DNA methylation analysis of glioblastomas harboring FGFR3‑TACC3 fusions identifies a methylation subclass with better patient survival

FGFR3-TACC3 (F3T3) fusions are seen in 3.1–11.7% of glioblastoma (GBM) cases with better survival [1, 4, 5, 7–9]. We endeavored to characterize methylation profiles in detail, using a cohort of 79 F3T3-positive GBMs from 71 patients (seven patients with primary and recurrent tumor resections, Table S1). Compared to gliomas without a documented fusion, dimensionality reduction showed that F3T3-positive GBMs nested predominantly to GBM-mesenchymal and RTK-II subclasses (Fig. 1a). Transcriptomic analysis on 9 F3T3-positive and 31 negative patients (Fig. 1b) confirmed a previous finding of activated mitochondrial activity and altered vascular activity [2, 6].

Fig. 1.

Molecular features of FGFR3-TACC3 fusion (F3T3) glioblastomas (GBMs). a Uniform manifold approximation and projection (UMAP) on a collection of in-house and published F3T3-positive GBMs and F3T3-negative/unknown GBMs and other brain tumors. b Gene ontology enrichment of over-expressed genes in F3T3-positive GBMs. c Differentially methylated sites in relation to CpG island between F3T3 fusion-positive vs. negative GBMs, ‘outlier’ GBMs F3T3-positive group (GBM-F3T3-O) vs. other GBMs, GBM-F3T3-O vs. gangliogliomas and the background. d Molecular features of GBMs in this study, samples were ordered by GBM-F3T3-O, F3T3 status and methylation subclass. e Kaplan–Meier plot of survival for GBM-F3T3-O and other F3T3-positive GBMs

We identified an outlier subgroup of 11 F3T3-positive patients (12 samples) and an additional FGFR3-RABGAP1 fusion-positive case (Fig. 1a, Table S1). These samples were originally classified as GBM-mesenchymal subtype by the Heidelberg/DKFZ classifier version 11.b6 [3]. Interestingly, on recently released version 12.5 of the DKFZ classifier, top scores for seven of these cases were ganglioglioma, whereas five cases remained GBM-mesenchymal as the top score with ganglioglioma as the second hit in four of these five cases. We henceforth referred these ‘outlier’ F3T3-positive GBM tumors as GBM-F3T3-O. GBM-F3T3-O had higher global methylation than other GBMs (0.57 vs. 0.55, p value = 5.10e-3), and had more differentially methylated sites with other GBMs than with gangliogliomas (Fig. 1c).

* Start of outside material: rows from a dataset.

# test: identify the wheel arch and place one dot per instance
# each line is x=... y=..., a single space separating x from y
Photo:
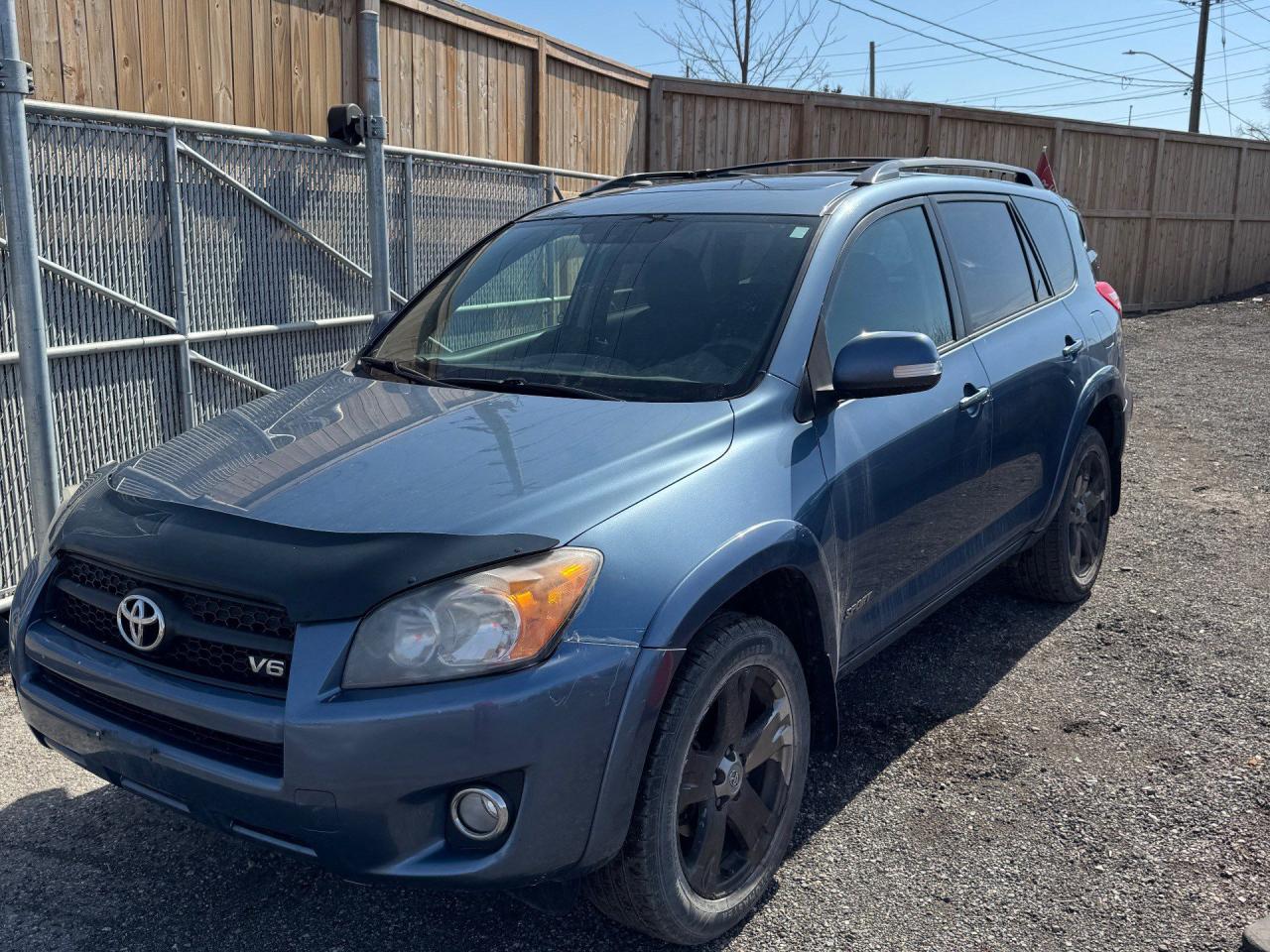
x=778 y=571
x=1100 y=405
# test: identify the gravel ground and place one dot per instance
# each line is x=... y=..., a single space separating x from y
x=1014 y=775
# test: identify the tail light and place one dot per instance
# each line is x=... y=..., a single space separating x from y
x=1111 y=296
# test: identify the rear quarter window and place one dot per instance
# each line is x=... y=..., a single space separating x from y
x=1048 y=230
x=988 y=255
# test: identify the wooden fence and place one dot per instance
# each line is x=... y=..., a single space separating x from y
x=1176 y=217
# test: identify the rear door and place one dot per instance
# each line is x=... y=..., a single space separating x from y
x=1028 y=339
x=905 y=471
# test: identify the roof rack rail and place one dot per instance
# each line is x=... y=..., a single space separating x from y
x=642 y=178
x=890 y=169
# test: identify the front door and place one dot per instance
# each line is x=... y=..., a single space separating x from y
x=906 y=471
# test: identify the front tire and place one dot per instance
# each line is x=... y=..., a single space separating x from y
x=721 y=789
x=1064 y=563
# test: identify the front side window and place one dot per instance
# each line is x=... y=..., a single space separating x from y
x=634 y=307
x=988 y=255
x=1044 y=221
x=889 y=280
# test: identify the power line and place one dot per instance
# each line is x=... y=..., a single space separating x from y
x=953 y=17
x=1049 y=86
x=1252 y=12
x=1080 y=41
x=998 y=46
x=1119 y=80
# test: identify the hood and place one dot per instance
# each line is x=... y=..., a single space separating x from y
x=348 y=454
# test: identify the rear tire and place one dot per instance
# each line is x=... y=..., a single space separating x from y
x=1064 y=563
x=721 y=788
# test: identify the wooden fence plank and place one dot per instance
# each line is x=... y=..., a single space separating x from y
x=262 y=64
x=302 y=118
x=72 y=37
x=198 y=27
x=241 y=41
x=103 y=89
x=130 y=91
x=154 y=58
x=284 y=68
x=222 y=86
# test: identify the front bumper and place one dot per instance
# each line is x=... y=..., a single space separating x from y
x=363 y=778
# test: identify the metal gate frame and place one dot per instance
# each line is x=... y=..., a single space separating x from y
x=180 y=155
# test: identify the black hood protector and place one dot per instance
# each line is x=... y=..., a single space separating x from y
x=314 y=575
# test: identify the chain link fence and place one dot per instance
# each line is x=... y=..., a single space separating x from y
x=264 y=282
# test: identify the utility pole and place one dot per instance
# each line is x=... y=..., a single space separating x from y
x=376 y=131
x=24 y=286
x=1201 y=53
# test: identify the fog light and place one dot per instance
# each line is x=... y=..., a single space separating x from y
x=479 y=812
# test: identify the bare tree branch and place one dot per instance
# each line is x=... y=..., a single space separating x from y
x=1259 y=130
x=762 y=42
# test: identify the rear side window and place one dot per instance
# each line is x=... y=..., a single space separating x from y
x=1044 y=221
x=988 y=255
x=889 y=280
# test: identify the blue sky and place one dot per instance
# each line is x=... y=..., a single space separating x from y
x=1089 y=35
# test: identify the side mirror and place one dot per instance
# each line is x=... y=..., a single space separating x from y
x=380 y=322
x=344 y=123
x=885 y=363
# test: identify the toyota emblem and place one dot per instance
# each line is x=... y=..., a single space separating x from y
x=140 y=622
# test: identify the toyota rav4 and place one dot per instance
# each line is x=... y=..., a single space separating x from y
x=553 y=583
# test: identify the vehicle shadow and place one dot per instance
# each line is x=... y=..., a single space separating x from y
x=105 y=870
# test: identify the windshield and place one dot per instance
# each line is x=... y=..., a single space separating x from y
x=629 y=307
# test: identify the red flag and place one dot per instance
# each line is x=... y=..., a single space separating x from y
x=1044 y=173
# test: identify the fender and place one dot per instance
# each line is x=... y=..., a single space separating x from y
x=1103 y=382
x=743 y=558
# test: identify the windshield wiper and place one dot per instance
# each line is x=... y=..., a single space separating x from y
x=518 y=385
x=398 y=368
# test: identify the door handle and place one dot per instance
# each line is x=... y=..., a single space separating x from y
x=973 y=399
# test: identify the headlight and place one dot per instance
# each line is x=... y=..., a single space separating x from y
x=502 y=617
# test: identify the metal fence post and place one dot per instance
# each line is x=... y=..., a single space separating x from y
x=408 y=232
x=26 y=293
x=180 y=287
x=376 y=131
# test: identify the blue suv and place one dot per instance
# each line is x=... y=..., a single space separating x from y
x=554 y=581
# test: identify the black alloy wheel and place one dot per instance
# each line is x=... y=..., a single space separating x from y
x=720 y=791
x=1088 y=517
x=735 y=782
x=1064 y=562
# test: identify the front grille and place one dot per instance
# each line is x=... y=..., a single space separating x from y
x=257 y=756
x=209 y=610
x=208 y=638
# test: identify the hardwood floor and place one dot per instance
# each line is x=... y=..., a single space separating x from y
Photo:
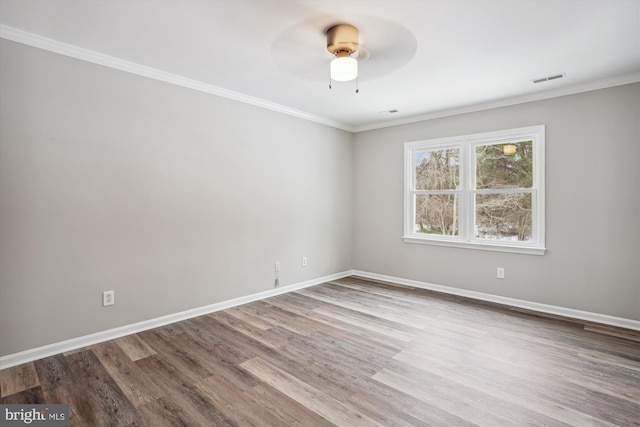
x=348 y=353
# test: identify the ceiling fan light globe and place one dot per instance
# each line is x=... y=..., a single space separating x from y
x=344 y=69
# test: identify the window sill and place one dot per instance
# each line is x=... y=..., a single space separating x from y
x=528 y=250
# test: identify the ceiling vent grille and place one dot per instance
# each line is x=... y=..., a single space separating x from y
x=549 y=78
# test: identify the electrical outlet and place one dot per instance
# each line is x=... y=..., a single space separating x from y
x=108 y=298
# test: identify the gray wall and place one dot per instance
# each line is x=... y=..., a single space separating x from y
x=592 y=206
x=173 y=198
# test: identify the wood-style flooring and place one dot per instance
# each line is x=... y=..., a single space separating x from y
x=347 y=353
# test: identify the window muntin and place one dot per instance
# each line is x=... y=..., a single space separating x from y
x=483 y=191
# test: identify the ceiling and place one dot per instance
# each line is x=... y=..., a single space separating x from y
x=427 y=58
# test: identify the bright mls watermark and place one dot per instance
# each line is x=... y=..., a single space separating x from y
x=36 y=415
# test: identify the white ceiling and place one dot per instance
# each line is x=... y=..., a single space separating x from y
x=428 y=58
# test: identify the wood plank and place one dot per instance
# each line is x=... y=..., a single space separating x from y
x=92 y=380
x=135 y=347
x=18 y=378
x=133 y=382
x=350 y=352
x=307 y=395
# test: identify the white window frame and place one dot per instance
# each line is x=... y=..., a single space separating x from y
x=467 y=191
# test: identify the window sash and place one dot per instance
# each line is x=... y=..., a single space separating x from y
x=467 y=191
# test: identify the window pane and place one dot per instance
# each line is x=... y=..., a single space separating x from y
x=437 y=214
x=437 y=169
x=500 y=166
x=503 y=217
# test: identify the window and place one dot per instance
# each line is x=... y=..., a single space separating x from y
x=482 y=191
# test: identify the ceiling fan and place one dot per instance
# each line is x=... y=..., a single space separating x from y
x=385 y=46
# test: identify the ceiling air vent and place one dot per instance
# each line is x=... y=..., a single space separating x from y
x=549 y=78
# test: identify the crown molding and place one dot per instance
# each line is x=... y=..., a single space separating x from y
x=76 y=52
x=521 y=99
x=55 y=46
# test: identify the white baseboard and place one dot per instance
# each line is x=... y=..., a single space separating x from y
x=544 y=308
x=98 y=337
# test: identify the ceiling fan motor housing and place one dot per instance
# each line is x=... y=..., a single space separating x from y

Clinical and histologic information was available for 11 and 12 GBM-F3T3-O patients, respectively (Table S2). All showed supratentorial tumors with variable morphology, including five cases with typical GBM histomorphology, and the remainder showing oligodendroglioma-like morphology (p value = 3.35e-4), calcifications and a delicate vascular network, and absence of necrosis (p value = 6.47e-4). None in the GBM-F3T3-O cohort had CDKN2A homozygous loss (p value = 5.07e-3), 10 cases had chromosome + 7/−10, 10 harbored a TERT promoter mutation, and one showed EGFR amplification (Fig. 1d).

GBM-F3T3-O cases showed significantly better patient survival when compared to the remaining F3T3-positive GBMs (Fig. 1e). All cases received the standard glioblastoma treatment consisting of temozolomide and radiation therapy. Three cases received additional agents with either erdafitinib, lomustine or the FGFR inhibitor AZD4547 (Table S2). Overall, our results suggest that a subset of F3T3-positive high-grade tumors with histological low-grade look but molecular features of IDH-wildtype GBM, may exhibit a distinct methylation profile and better patient outcome compared to conventional GBMs.

Data availability

Processed methylation results and raw data are available at the Gene Expression Omnibus (GEO) repository under the accession number GSE200647.